Era claramente inusual.
Qian Lele no pudo evitar fantasear, suponiendo que quizá Tang Song sufrió algún revés en el trabajo y perdió temporalmente el empleo. Su estado actual podría reflejar un esfuerzo por recuperar el control.
De buen corazón como era, no indagó más. Decidió ayudar a su manera: mostrando preocupación y ofreciendo pequeños gestos de apoyo.
Al fin y al cabo, cuando a ella le tocó vivir momentos difíciles, también anheló que alguien diera un paso al frente para ayudarla.
Tras despedirse de Tang Song, Qian Lele tomó su bolso y bajó a la calle peatonal frente a la universidad.
En un punto familiar, abrió su bolsa y sacó una tela clara, extendiéndola en el piso.
Acomodó con cuidado varias pulseras de cuentas y colocó una tablita con precios bien visibles.
En nada, su sencillo puestecito quedó montado en una esquina de la concurrida calle.
Aunque había menos estudiantes por las vacaciones de verano, quedaban muchos residentes y oficinistas cercanos. Las tienditas asequibles garantizaban un flujo constante de gente. De vez en cuando, alguna persona se detenía a mirar su puesto.
—¡Hola, Lele, buenas noches! —saludó una voz conocida.
Al alzar la vista, Qian Lele sonrió cálida. —¡Hermana Wen, qué gusto!
Esa hermana Wen era una conocida de cuando se ponía a vender; se llamaba Zhang Wen y era oficinista.
Aunque su trabajo era ligero, el sueldo era bajo, así que llevaba un bisnes extra vendiendo salchichas con papa a la parrilla.
Con la práctica de siempre, Zhang Wen estacionó su camionetita, montó una mesa plegable y ordenó con pulcritud sus ingredientes y equipo.
Dejó el teléfono a un lado, reproduciendo un drama mientras calentaba la plancha.
Al oír los sonidos de pelea del drama, Qian Lele preguntó con curiosidad: —Hermana Wen, ¿es la nueva serie Escuchando la Lluvia?
—¡Sí! —los ojos de Zhang Wen brillaron—. ¡Es el caballo negro del año! El ruido que trae es increíble, y está buenísima. Súper recomendada.
—He oído que la comentan en la cafetería donde trabajé. Dicen que la segunda protagonista lo hace espectacular —dijo Qian Lele.
—¡Totalmente! Es Bei Yuwei. Le dio vida al personaje—una villana intrigante pero encantadora. Su carisma eclipsa a la prota y al prota juntos. ¡Se volvió viral! Están llamando a este show el mejor xianxia de época en años.
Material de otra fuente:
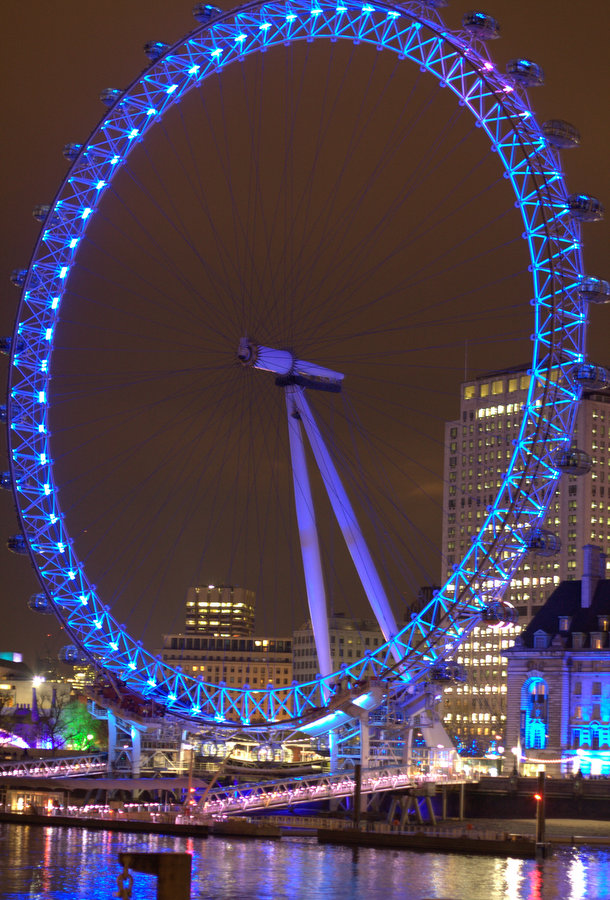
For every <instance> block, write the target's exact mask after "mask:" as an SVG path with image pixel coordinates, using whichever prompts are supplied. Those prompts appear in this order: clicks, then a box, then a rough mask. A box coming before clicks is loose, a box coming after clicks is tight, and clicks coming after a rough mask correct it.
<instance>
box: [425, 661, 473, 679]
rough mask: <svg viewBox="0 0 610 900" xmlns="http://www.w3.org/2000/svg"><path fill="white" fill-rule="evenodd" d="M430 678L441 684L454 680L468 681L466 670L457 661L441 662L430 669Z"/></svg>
mask: <svg viewBox="0 0 610 900" xmlns="http://www.w3.org/2000/svg"><path fill="white" fill-rule="evenodd" d="M430 680H431V681H436V682H438V683H439V684H442V683H443V682H445V683H446V682H452V681H460V682H462V681H466V670H465V669H464V667H463V666H460V665H458V663H456V662H446V661H443V662H440V663H437V664H436V665H435V666H433V667H432V668H431V669H430Z"/></svg>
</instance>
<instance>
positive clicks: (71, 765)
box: [0, 753, 108, 779]
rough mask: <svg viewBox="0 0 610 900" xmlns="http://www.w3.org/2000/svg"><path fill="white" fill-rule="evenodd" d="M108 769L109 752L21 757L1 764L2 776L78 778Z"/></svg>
mask: <svg viewBox="0 0 610 900" xmlns="http://www.w3.org/2000/svg"><path fill="white" fill-rule="evenodd" d="M107 769H108V754H107V753H86V754H81V755H80V756H62V757H58V758H54V757H49V758H47V759H27V758H26V759H20V760H18V761H14V762H5V763H1V764H0V779H2V778H17V777H20V778H77V777H79V776H80V777H81V778H82V777H83V776H85V775H102V774H105V773H106V771H107Z"/></svg>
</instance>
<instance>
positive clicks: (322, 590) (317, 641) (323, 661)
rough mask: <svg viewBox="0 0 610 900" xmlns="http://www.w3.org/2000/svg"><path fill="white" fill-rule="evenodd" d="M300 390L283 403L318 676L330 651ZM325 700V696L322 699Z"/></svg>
mask: <svg viewBox="0 0 610 900" xmlns="http://www.w3.org/2000/svg"><path fill="white" fill-rule="evenodd" d="M298 390H302V388H297V387H295V386H294V385H292V386H290V387H287V388H286V406H287V410H288V437H289V439H290V457H291V461H292V477H293V481H294V502H295V506H296V512H297V523H298V526H299V537H300V542H301V555H302V558H303V571H304V574H305V589H306V591H307V602H308V604H309V614H310V616H311V625H312V629H313V636H314V641H315V645H316V651H317V654H318V665H319V667H320V669H319V670H320V674H321V675H330V673H331V672H332V670H333V665H332V657H331V653H330V636H329V630H328V615H327V609H326V590H325V587H324V575H323V572H322V559H321V556H320V544H319V542H318V530H317V528H316V514H315V510H314V506H313V497H312V495H311V485H310V483H309V475H308V472H307V459H306V457H305V446H304V443H303V431H302V429H301V422H300V415H299V413H298V411H297V409H296V407H295V403H294V392H295V391H298ZM325 699H327V698H325Z"/></svg>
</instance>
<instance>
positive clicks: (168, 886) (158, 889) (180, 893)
mask: <svg viewBox="0 0 610 900" xmlns="http://www.w3.org/2000/svg"><path fill="white" fill-rule="evenodd" d="M119 862H120V863H121V865H123V866H125V865H126V866H127V867H128V868H129V869H133V871H134V872H143V873H144V874H145V875H155V876H156V878H157V900H190V897H191V854H190V853H119Z"/></svg>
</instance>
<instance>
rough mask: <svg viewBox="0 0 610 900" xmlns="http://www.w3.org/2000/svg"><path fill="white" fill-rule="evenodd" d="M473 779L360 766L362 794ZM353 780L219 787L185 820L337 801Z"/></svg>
mask: <svg viewBox="0 0 610 900" xmlns="http://www.w3.org/2000/svg"><path fill="white" fill-rule="evenodd" d="M472 780H473V779H472V778H470V777H467V776H465V775H463V774H461V773H450V774H445V775H424V776H422V775H416V774H414V773H413V772H412V771H409V770H408V769H406V768H405V766H387V767H383V768H373V769H363V770H362V774H361V783H360V792H361V794H380V793H385V792H386V791H395V790H406V789H409V788H411V789H413V790H417V789H418V788H424V787H425V786H428V785H429V786H430V790H431V791H432V792H433V789H434V786H435V785H441V786H442V785H449V784H451V785H455V784H465V783H466V782H470V781H472ZM355 792H356V779H355V775H354V772H353V771H347V772H343V773H339V774H334V775H312V776H303V777H299V778H287V779H284V780H281V781H271V782H262V783H260V784H243V785H235V786H231V787H230V788H218V789H217V790H213V791H209V792H206V793H204V794H203V796H202V797H201V799H200V800H199V802H197V803H193V804H192V809H191V811H190V812H188V813H186V814H185V815H184V817H183V820H184V821H190V820H192V819H193V818H202V817H203V818H207V817H210V816H225V815H236V814H240V815H244V814H247V813H252V812H260V811H261V810H267V809H281V808H286V807H291V806H295V805H297V804H303V803H313V802H316V801H319V800H339V799H343V798H345V797H353V796H354V794H355Z"/></svg>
Zhang Wen dejó de lado el drama para ponerse a chismear.
Bei Yuwei, antes una desconocida de un reality de talentos, había sido una celebridad D de batalla. El año pasado, su agencia vendió su contrato a Tang Zong Entertainment.
Este año, consiguió el papel de villana maquiavélica en el xianxia de gran presupuesto Escuchando la Lluvia. Diseñado para que la odiaran, Bei Yuwei usó su belleza y actuación para convertirla en ícono.
Clips de su desempeño estaban por todas las redes, volviéndola de lo más top en Douyin.
—Por lo visto, Bei Yuwei estará pronto en la TV Provincial de Yan para grabar un programa de variedades. Mi oficina está justo al lado. ¡A lo mejor la veo en persona!
—¡Suerte, hermana Wen! —respondió Qian Lele con una sonrisa, volviendo la mirada esperanzada hacia la corriente de transeúntes.
No le interesaban las celebridades ni los dramas; sentía que estaban muy lejos de su realidad.
Su enfoque seguía siendo ganar dinero.
Al caer la noche, el calor del día fue cediendo poco a poco.
De pie en el balcón de la sala, Tang Song contempló un rato a lo lejos, pensando en bajar a caminar para despejarse.
De pronto, una brillante estela blanca le cruzó la vista.
La interfaz del sistema apareció automáticamente.
[Instancia actualizada. Entrando en Fase de Ocio y Entretenimiento.]
[Monstruo Salvaje: «Alcancía» ha aparecido.]
[Derrotar al Monstruo Salvaje otorgará recompensas especiales.]
Surgió un deslumbrante mapa 3D de navegación, señalando un conspicuo ícono de alcancía flotando en el cielo cercano, rebotando arriba y abajo.
Tenuemente, se escuchaba en el aire el tintinear de monedas: ding ding dang dang.